12. The method of claim 11 wherein the acid is selected from the group consisting of: formic acid, acetic acid, propionic acid, lactic acid, butyric acid, isobutyric acid, malonic acid, succinic acid, malic acid, tartaric acid, citric acid, and any combination thereof.
13. The method of claim 9 wherein the viscosifying agent is selected from the group consisting of a carboxymethylguar, a carboxymethylhydroxyethylguar, a carboxymethylhydroxypropylguar, a hydroxyethylcellulose, a carboxyethylcellulose, a carboxymethylcellulose, a carboxymethylhydroxyethylcellulose, diutan gum, a xanthan gum, a galactomannan, a cellulose derivative, a hydroxyethylguar, a hydroxypropylguar, scleroglucan, a wellan, a starch, an acrylamide, an acrylate and any derivative and combination thereof.
14. The method of claim 9 wherein the viscosifying agent is crosslinked.
15. A method comprising:
providing a treatment fluid comprising an aqueous base fluid, a viscosifying agent, and a compliant dual-functional additive that comprises a fluid loss control agent and a breaker;
introducing the treatment fluid into at least a portion of the subterranean formation; and
allowing the dual-functional additive to minimize fluid loss by obstructing at least one pore throat in the subterranean formation.

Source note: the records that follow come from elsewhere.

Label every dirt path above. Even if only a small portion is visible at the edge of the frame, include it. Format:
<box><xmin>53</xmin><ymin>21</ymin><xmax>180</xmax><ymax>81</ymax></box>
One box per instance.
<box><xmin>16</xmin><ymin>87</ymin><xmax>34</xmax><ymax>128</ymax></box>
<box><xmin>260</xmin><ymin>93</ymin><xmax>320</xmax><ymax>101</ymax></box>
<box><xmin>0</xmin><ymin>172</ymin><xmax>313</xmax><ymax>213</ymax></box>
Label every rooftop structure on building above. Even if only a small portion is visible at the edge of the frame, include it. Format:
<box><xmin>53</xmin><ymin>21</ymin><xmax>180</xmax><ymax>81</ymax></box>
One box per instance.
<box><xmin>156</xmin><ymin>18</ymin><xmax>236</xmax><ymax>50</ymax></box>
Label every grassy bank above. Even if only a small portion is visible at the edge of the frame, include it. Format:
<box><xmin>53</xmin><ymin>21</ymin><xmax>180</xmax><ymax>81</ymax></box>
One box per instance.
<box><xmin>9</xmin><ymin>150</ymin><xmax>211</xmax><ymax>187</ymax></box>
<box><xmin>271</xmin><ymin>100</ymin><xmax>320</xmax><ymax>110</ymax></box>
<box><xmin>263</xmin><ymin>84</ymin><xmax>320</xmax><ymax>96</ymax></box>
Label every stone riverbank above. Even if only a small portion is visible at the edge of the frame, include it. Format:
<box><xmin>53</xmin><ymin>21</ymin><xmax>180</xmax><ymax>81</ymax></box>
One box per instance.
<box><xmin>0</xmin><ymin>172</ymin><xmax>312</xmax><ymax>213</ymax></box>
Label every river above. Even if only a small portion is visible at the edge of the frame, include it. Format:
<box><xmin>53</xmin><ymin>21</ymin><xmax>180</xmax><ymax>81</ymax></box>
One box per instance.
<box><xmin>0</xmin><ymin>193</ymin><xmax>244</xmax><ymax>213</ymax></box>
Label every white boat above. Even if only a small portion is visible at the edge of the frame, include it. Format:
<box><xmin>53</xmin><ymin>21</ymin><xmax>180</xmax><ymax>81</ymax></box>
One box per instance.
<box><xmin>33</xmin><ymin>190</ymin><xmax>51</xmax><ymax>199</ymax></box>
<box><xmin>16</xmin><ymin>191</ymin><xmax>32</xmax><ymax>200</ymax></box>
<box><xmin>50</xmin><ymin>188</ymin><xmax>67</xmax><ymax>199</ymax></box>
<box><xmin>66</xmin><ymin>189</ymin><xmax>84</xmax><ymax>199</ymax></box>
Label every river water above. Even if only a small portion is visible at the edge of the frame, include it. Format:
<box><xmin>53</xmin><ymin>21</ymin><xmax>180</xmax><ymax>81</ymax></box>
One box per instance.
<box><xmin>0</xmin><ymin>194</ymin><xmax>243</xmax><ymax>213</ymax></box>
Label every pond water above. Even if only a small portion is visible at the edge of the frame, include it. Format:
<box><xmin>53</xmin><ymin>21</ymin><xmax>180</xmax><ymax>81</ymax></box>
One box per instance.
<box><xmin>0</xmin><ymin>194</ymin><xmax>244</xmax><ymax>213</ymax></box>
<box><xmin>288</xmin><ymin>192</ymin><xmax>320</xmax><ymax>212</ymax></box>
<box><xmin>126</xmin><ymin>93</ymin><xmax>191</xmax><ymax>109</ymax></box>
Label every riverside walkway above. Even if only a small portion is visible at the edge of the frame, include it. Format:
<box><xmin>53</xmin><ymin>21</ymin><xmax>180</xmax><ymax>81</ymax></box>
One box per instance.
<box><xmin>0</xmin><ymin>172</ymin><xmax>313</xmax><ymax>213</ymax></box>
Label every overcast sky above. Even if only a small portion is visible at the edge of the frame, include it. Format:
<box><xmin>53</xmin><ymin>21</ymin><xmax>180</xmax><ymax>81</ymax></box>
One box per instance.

16. The method of claim 15 wherein the compliant dual-functional additive comprises an ester selected from the group consisting of: ethyl formate, propyl formate, butyl formate, amyl formate, anisyl formate, methyl acetate, propyl acetate, triacetin, butyl propionate, isoamyl propionate, ethyl lactate, methyl butyrate, ethyl isobutyrate, butyl isobutyrate, diethyl malonate, butyl ethyl malonate, dimethyl succinate, diethyl succinate, diethyl malate, diethyl tartrate, dimethyl tartrate, triethyl citrate, and any combination thereof.
17. The method of claim 15 wherein the compliant dual-functional additive releases an acid and the acid interacts with the viscosifying agent so as to reduce the viscosity of the treatment fluid.
18. The method of claim 17 wherein the acid is selected from the group consisting of: formic acid, acetic acid, propionic acid, lactic acid, butyric acid, isobutyric acid, malonic acid, succinic acid, malic acid, tartaric acid, citric acid, and any combination thereof.
19. The method of claim 15 wherein the viscosifying agent is selected from the group consisting of: a carboxymethylguar, a carboxymethylhydroxyethylguar, a carboxymethylhydroxypropylguar, a hydroxyethylcellulose, a carboxyethylcellulose, a carboxymethylcellulose, a carboxymethylhydroxyethylcellulose, diutan gum, a xanthan gum, a galactomannan, a cellulose derivative, a hydroxyethylguar, a hydroxypropylguar, a scleroglucan, a wellan, a starch, an acrylamide, an acrylate and any derivative and combination thereof.
20. The method of claim 15 wherein a self-degrading filter cake is formed.